The ACA map has some instructions about what to do in case of tornado: seek shelter in the nearest farmhouse. No farmhouse? Hide in a ditch, stick your head between your legs and kiss your butt goodbye.

These mostly occur in the summer so I was expecting to miss this part of Oklahoma life. Nope. My second night in Tulsa, my phone lets out a screech I’ve never heard before and a TORNADO WARNING pops up. I stick my head out the door to see if other motel guests are heading for the basement but no one seems to be taking this seriously. The clerk assures me that the warning is for East Tulsa and we’re in West Tulsa. The next morning, news reporters are doing live remotes from the site of the one big tree that fell down last night. Some minor property damage, no casualties.

I see my first armadillo roadkill, then three more. Definitely getting close to Texas.

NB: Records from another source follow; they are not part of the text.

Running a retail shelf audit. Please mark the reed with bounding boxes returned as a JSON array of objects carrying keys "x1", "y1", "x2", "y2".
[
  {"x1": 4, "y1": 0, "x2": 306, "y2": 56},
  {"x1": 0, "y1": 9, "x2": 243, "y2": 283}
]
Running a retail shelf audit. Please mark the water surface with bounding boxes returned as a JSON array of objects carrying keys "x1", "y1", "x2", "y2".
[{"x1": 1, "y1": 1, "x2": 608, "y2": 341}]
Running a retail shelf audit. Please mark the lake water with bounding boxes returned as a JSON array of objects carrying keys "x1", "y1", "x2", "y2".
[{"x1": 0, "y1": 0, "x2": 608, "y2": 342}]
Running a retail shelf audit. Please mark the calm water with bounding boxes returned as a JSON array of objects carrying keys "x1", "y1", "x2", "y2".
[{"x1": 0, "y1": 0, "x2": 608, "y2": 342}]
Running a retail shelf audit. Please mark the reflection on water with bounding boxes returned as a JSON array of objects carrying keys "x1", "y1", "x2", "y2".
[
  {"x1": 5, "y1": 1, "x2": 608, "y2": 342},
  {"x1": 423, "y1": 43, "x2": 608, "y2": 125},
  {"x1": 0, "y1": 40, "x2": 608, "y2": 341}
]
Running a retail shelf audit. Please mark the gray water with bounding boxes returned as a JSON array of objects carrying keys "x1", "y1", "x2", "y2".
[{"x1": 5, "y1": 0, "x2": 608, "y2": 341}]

I sit on the curb next to my bike, bundled up against a chilly wind, snacking on Fig Newtons and browsing Atlas Obscura for weird stuff along my route. A car pulls up next to me. I expect the usual “what are them solar panels for?” questions but instead I get a concerned older gentleman asking if I am all right. The idea that someone is out here doing this for fun seems improbable.

“Yup. Just taking a little break. Thanks for asking.”

Atlas Obscura delivers Gandini’s Circus, an abandoned circus camp on an empty lot in an Oklahoma City suburb. Perfect.

While exploring the ruins, I meet Ahmad. He’s been staying here a while. After answering my questions about the (gasoline) motor on his bike, I invite him to come check out my solar powered version. He gets it right away. “I appreciate you, Mark.” What’s the right response to that?

The next morning, I have perfect riding conditions. Traffic free, smooth service roads paralleling I-40. Sunny weather, minimal winds and just cool enough to make riding comfortable. If only every day started like this.

I’ve started shopping at Dollar General stores over the last couple of weeks. I first stopped at one because there was nothing else around and found they have a bunch of the things I normally buy anyway at lower prices. No fresh produce but the people watching is five star.